Ils firent le chemin à pied. Georges réfléchissait, et, par instants, des sensations inconnues faisaient monter à sa tête un sang chaud et rapide ; il s’abandonnait à une rêverie tendre, toute nouvelle pour lui. Daniel, sombre et pressé, marchait la tête basse, ayant hâte de se trouver seul.

Lorsqu’il fut monté dans sa chambre, il s’assit et éclata en sanglots. Il tremblait, il s’accusait d’être revenu trop tard. Il sentait bien que la faute n’était pas commise encore, mais il ne savait quel parti prendre pour réagir tout de suite et avec violence. Les paroles de la morte lui revenaient à la mémoire. « Quand vous serez homme, avait-elle dit, rappelez-vous mes paroles : elles vous répéteront ce qu’une femme peut souffrir… Je sais combien la solitude est lourde, et combien il faut d’énergie pour ne pas tomber. » Et voilà que Jeanne, dans sa solitude, manquait d’énergie, voilà qu’elle allait tomber.

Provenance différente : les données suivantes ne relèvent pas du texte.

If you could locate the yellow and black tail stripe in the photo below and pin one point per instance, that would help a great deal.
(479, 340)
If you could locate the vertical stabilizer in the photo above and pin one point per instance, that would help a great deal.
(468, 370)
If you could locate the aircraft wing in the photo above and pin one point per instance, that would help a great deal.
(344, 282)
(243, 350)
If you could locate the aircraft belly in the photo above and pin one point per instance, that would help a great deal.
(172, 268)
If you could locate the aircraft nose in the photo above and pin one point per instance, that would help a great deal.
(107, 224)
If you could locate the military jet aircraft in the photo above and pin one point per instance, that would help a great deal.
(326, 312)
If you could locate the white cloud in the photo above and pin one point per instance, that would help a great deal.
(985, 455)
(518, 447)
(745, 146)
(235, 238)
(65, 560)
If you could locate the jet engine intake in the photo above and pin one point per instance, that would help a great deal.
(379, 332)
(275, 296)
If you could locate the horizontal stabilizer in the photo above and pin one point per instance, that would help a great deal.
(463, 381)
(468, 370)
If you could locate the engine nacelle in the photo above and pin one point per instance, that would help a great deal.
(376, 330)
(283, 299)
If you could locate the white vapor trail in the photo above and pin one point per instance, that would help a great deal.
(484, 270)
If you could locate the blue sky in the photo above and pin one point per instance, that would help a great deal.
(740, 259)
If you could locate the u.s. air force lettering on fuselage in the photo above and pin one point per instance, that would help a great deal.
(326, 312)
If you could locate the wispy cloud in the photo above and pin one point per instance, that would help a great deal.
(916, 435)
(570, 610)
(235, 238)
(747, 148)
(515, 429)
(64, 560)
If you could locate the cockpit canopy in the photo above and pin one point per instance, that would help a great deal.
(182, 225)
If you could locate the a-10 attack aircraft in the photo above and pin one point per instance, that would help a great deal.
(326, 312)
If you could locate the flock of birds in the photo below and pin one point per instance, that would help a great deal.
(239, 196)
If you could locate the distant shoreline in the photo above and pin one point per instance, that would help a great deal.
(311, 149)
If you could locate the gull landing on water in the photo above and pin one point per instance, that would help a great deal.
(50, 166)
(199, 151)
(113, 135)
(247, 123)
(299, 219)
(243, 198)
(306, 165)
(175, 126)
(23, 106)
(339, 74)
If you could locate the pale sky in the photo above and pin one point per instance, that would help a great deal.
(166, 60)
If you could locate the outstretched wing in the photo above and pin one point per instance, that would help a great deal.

Daniel avait déjà trop souffert pour se mentir encore. Il comprenait que son amour le mordait de nouveau aux entrailles, et c’était par pudeur, par lâcheté qu’il ne le criait pas tout haut. Au Mesnil-Rouge, il avait eu une semblable crise, pendant une nuit obscure, sous une pluie froide. Alors, dans une fureur jalouse, il voulait arracher Jeanne à Lorin. Aujourd’hui, il cherchait à la défendre contre elle-même, à l’empêcher de prendre un amant, et il agonisait, avec les mêmes cris de désespoir et de souffrance.

Pour se tromper lui-même, il se donnait le prétexte de sa mission, il se disait qu’il accomplissait une tâche sacrée. Cette fois, il s’agissait de l’honneur de la jeune femme, de sa sérénité fière ou de ses remords. La lutte n’avait jamais été plus poignante ni plus décisive.

Puis, il riait de pitié, car il s’avouait qu’il se mentait, et que c’était son amour seul qui le poussait ainsi à vouloir le bonheur de Jeanne. Il se voyait à nu. L’honnête gardien était devenu un amant passionné qui ne veillait plus que par jalousie sur la femme qu’on lui avait confiée.

Et il serrait son front entre ses mains, il sanglotait, il cherchait avec angoisse à la sauver, à se sauver lui-même.

Puis, comme il ne trouvait rien, il prit une feuille de papier, et se mit à écrire à la jeune femme. Les larmes séchèrent sur ses joues, toute sa fièvre était passée dans sa main, qui courait, rapide.

Pendant deux heures, il ne leva pas la tête, il soulagea son âme. Sa lettre fut un élan d’amour, un flot de tendresse qui brisait les obstacles et qui se répandait largement. Toutes les affections toutes les adorations amassées trouvèrent une issue dans cette confession. Ce misérable se laissa aller à tout dire ; il n’avait même pas conscience de ce débordement ; il s’abandonnait à la force intérieure qui l’emportait, il vidait son cœur, parce qu’il étouffait et qu’il avait besoin d’air.

Lorsqu’il se sentit plus calme, il s’arrêta. Il ne relut même pas ce qu’il venait d’écrire. Il avait évité de se désigner clairement, et il ne signa pas.

Le lendemain, il fit remettre la lettre à Jeanne. Il ne savait quel en serait l’effet. Il espérait.